How long does it take for nasturtiums to flower after sowing? Generally, six to eight weeks from direct sowing to first flowers, depending on temperature and light. In warm conditions with plenty of sun, some varieties bloom in as little as five weeks.
Are nasturtiums toxic to pets? They are considered non-toxic to cats and dogs. However, as with any plant, eating large quantities can cause mild digestive upset. They’re generally regarded as safe in a pet-friendly garden.
Can I grow nasturtiums indoors?
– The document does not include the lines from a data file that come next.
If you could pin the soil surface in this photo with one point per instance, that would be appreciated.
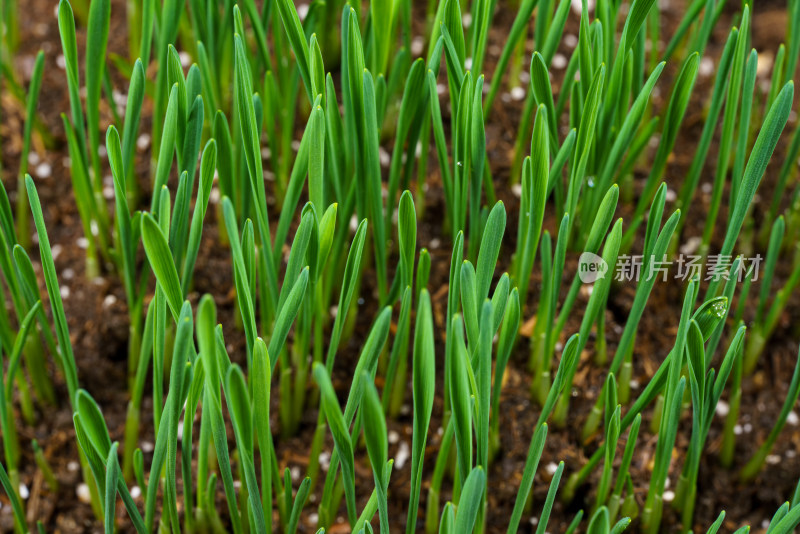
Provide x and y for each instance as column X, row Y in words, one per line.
column 98, row 317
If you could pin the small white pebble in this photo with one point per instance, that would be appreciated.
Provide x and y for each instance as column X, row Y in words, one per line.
column 215, row 196
column 403, row 454
column 83, row 493
column 142, row 142
column 120, row 99
column 559, row 61
column 44, row 170
column 706, row 67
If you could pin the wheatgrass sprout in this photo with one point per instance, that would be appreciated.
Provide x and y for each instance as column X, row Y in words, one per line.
column 297, row 139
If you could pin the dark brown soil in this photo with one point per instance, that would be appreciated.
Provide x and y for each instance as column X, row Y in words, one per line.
column 98, row 318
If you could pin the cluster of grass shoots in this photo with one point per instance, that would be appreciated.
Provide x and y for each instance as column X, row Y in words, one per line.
column 342, row 216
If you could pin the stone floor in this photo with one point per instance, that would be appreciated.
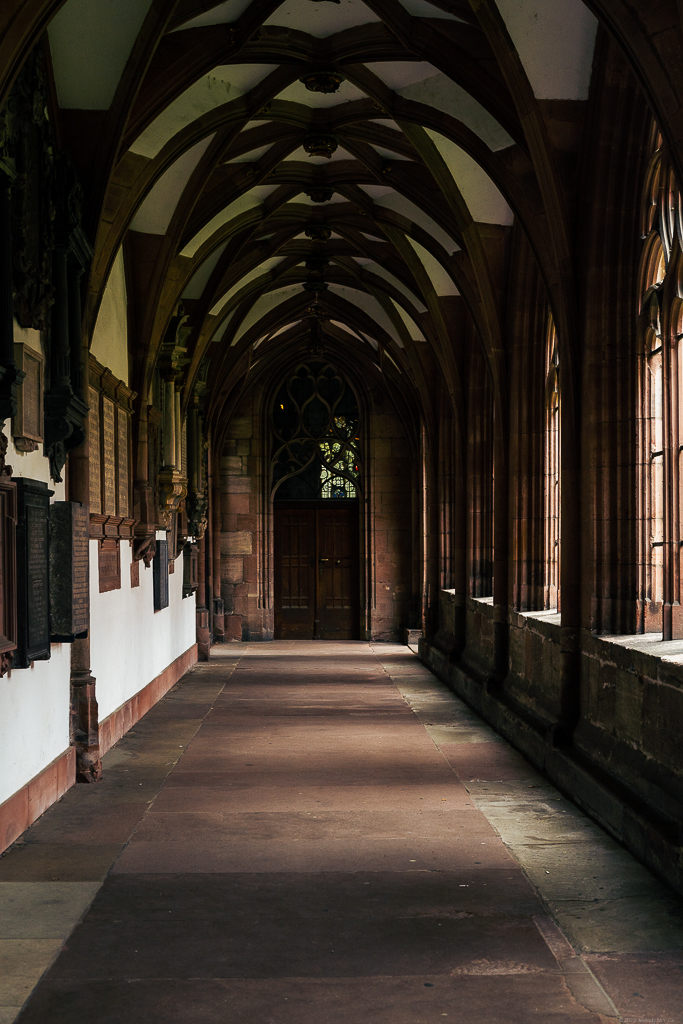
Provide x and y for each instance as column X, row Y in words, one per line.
column 382, row 857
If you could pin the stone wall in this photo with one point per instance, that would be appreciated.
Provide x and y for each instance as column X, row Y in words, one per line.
column 391, row 523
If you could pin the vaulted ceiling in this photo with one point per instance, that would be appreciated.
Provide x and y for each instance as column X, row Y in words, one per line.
column 357, row 162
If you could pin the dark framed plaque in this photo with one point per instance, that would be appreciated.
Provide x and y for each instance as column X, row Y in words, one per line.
column 28, row 424
column 33, row 639
column 109, row 564
column 160, row 565
column 190, row 566
column 70, row 594
column 8, row 569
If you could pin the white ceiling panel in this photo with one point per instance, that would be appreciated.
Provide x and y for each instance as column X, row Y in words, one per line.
column 89, row 45
column 555, row 40
column 221, row 86
column 483, row 199
column 322, row 19
column 157, row 210
column 440, row 92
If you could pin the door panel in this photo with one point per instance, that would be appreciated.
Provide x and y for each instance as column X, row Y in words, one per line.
column 295, row 574
column 316, row 573
column 337, row 573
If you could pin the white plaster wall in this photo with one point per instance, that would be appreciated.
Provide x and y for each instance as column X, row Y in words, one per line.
column 130, row 643
column 110, row 339
column 34, row 712
column 34, row 701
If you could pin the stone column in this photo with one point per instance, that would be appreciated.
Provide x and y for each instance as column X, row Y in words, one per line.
column 218, row 609
column 203, row 633
column 169, row 424
column 84, row 714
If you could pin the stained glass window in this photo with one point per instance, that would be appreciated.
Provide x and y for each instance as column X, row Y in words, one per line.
column 315, row 428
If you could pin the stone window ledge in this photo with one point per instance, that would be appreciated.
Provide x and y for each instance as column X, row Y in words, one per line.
column 649, row 644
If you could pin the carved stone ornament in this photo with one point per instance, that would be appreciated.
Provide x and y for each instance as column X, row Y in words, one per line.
column 4, row 469
column 324, row 80
column 173, row 355
column 172, row 488
column 319, row 194
column 321, row 143
column 317, row 231
column 144, row 549
column 198, row 507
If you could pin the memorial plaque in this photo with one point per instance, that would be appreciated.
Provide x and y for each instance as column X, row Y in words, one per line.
column 95, row 455
column 189, row 569
column 28, row 424
column 7, row 572
column 160, row 565
column 70, row 596
column 109, row 565
column 122, row 458
column 109, row 457
column 33, row 503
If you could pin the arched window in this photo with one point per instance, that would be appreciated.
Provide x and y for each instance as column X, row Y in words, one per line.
column 315, row 429
column 660, row 391
column 552, row 472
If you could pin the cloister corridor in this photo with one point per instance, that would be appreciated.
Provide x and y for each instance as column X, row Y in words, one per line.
column 321, row 832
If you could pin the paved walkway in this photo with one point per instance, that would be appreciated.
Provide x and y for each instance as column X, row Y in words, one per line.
column 322, row 834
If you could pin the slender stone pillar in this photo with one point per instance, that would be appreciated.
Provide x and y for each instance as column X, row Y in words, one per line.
column 218, row 610
column 6, row 310
column 203, row 633
column 84, row 714
column 169, row 424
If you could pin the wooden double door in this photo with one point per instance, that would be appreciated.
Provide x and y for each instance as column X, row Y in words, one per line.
column 316, row 571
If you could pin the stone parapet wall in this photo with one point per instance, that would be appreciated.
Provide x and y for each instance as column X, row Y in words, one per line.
column 622, row 763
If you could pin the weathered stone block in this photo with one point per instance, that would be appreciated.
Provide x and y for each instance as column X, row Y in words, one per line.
column 230, row 465
column 231, row 569
column 233, row 627
column 629, row 708
column 237, row 504
column 237, row 484
column 242, row 427
column 236, row 544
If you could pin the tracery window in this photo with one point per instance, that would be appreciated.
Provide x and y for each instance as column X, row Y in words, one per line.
column 315, row 428
column 552, row 472
column 660, row 390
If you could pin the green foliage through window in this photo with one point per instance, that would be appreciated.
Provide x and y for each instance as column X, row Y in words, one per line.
column 315, row 428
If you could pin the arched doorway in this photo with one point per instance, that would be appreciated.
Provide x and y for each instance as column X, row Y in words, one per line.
column 316, row 480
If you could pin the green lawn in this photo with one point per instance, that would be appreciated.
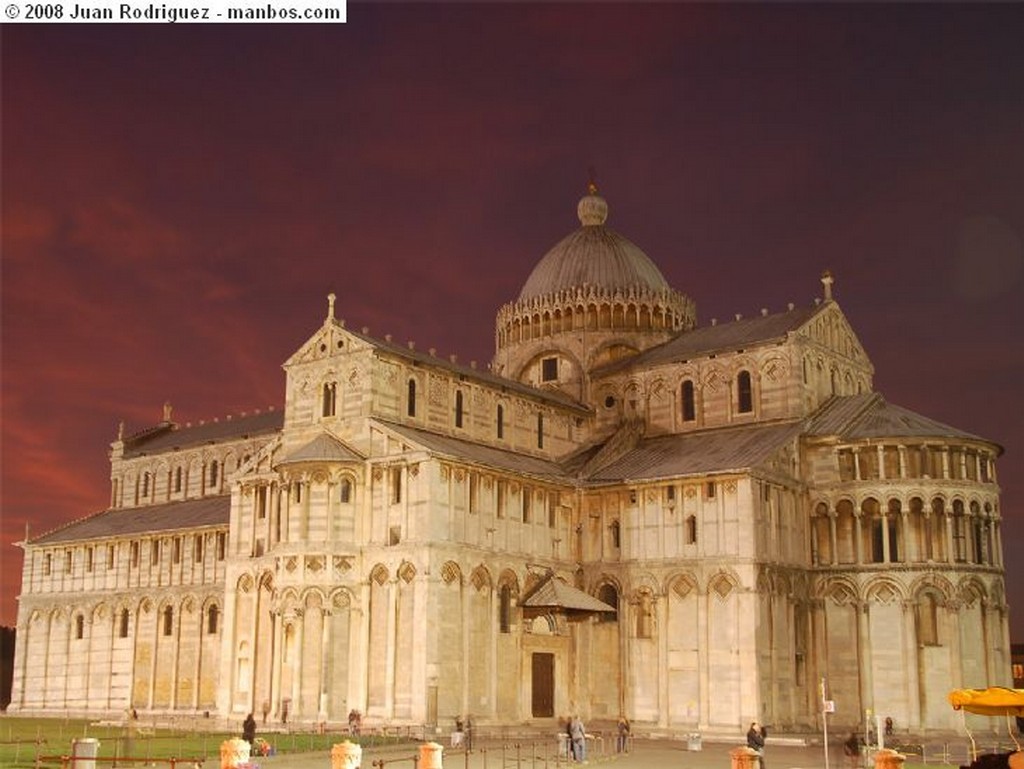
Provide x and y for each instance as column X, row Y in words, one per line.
column 22, row 739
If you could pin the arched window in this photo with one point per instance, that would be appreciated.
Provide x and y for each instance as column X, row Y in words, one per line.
column 607, row 594
column 505, row 609
column 744, row 393
column 689, row 406
column 928, row 621
column 330, row 398
column 960, row 532
column 645, row 615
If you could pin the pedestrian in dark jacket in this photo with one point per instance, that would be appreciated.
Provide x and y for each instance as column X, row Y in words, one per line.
column 249, row 729
column 756, row 740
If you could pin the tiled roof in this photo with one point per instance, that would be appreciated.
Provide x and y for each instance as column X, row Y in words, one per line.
column 720, row 338
column 324, row 447
column 553, row 593
column 552, row 396
column 210, row 511
column 499, row 459
column 157, row 440
column 721, row 450
column 870, row 416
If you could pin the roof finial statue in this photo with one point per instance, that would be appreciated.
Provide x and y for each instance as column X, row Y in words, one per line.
column 593, row 209
column 826, row 282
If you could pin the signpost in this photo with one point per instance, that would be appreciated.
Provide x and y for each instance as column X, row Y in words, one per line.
column 827, row 706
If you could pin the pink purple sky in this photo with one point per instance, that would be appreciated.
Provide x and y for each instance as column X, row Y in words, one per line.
column 179, row 200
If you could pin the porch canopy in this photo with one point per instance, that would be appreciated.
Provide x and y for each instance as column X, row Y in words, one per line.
column 554, row 595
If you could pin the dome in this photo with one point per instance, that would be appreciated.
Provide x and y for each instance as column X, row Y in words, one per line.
column 594, row 255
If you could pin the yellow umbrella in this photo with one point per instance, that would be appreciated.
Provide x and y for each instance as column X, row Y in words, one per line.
column 995, row 700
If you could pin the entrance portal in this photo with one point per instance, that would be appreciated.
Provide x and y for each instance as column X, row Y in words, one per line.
column 544, row 685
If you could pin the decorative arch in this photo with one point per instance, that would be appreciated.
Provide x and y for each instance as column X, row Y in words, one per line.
column 407, row 571
column 480, row 579
column 885, row 590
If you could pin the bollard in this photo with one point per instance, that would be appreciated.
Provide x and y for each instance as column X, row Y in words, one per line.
column 346, row 755
column 744, row 758
column 889, row 759
column 430, row 756
column 233, row 753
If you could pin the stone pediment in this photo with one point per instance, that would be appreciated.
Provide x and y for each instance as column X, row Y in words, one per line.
column 324, row 449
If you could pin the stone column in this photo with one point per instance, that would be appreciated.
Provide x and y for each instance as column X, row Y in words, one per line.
column 278, row 634
column 298, row 669
column 910, row 664
column 864, row 655
column 324, row 715
column 392, row 645
column 833, row 539
column 858, row 556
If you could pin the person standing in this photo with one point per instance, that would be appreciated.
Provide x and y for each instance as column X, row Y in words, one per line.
column 578, row 739
column 851, row 749
column 249, row 730
column 622, row 742
column 756, row 740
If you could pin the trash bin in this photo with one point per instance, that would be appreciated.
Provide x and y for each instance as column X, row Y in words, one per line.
column 83, row 753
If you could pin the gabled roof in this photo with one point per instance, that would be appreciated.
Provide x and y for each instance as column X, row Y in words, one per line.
column 499, row 459
column 720, row 338
column 870, row 416
column 157, row 440
column 555, row 397
column 324, row 447
column 553, row 593
column 719, row 450
column 210, row 511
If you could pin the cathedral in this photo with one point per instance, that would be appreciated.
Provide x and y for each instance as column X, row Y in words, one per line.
column 626, row 513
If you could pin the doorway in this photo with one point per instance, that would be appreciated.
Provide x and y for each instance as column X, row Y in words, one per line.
column 544, row 685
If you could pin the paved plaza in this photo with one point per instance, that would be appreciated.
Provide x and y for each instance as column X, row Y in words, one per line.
column 644, row 754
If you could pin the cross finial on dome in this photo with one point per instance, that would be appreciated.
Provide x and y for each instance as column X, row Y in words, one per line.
column 826, row 282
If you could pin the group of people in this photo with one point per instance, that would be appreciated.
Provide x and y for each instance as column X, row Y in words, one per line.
column 578, row 738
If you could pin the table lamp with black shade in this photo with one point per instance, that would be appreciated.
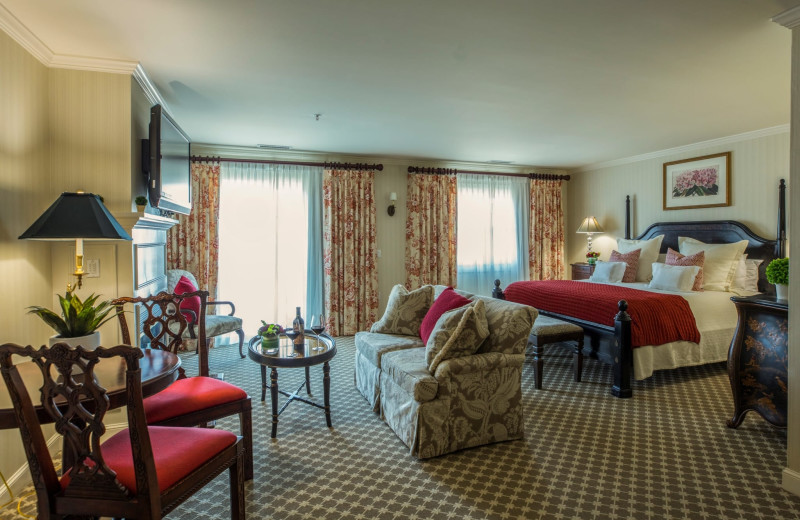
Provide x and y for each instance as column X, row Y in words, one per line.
column 76, row 216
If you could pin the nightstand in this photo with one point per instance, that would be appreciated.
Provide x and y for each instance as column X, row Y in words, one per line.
column 582, row 271
column 757, row 359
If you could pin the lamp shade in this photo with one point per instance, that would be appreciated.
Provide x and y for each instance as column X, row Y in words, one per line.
column 76, row 215
column 590, row 225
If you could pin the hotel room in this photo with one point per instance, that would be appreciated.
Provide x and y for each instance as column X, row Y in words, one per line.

You can, with a genuinely sunny windowsill or a grow light setup. They need significant light to bloom indoors — a south-facing window in summer or LED grow lights for twelve or more hours daily. They’ll tend to grow leggy without enough light. For most people, indoor growing works better as a short-term seedling stage before moving outside.
What’s the best way to use nasturtiums in the kitchen if I’ve never done it before? Start by adding a few fresh flowers to your next salad. The visual impact alone is striking, and the flavor is mild enough not to overwhelm anything. From there, try the leaves in a sandwich in place of rocket/arugula. Once you’re comfortable, try the pickled seed-pod caper substitution—it’s the recipe that genuinely surprises people.
Looking Ahead: Nasturtiums in the Modern Garden
There’s a quiet movement in edible landscaping and regenerative home gardening — a philosophy that says ornamental plants should earn their space by doing more than one thing. Nasturtiums fit this perfectly. They’re beautiful enough for a front garden, functional enough for a productive kitchen plot, low-input enough for people with limited time, and connected enough to both traditional medicine and modern culinary trends to feel genuinely relevant.
As interest in no-dig gardening, pollinator-friendly planting, and chemical-free pest management continues to grow, nasturtiums are finding their way into increasingly serious conversations about practical horticulture. They’re not a trend — they’re a plant that’s been undervalued, and people are catching up.
Conclusion
What strikes me most about nasturtiums, after years of growing them, is how their value compounds quietly. Most plants do one thing well. Nasturtiums do six or seven things at least adequately, and several of them remarkably. They feed you, protect your other plants, invite pollinators, ask almost nothing from your soil, and produce one of the most reliably cheerful displays in the summer garden.
They’re a plant that rewards the curious gardener — the one who notices that the aphids have moved off the tomatoes, who tastes a leaf and is surprised by the heat, who pickles the seed pods on a whim and ends up serving them to dinner guests. That kind of gardening — attentive, experimental, connected to what’s actually happening in the soil and among the stems — is what nasturtiums quietly encourage.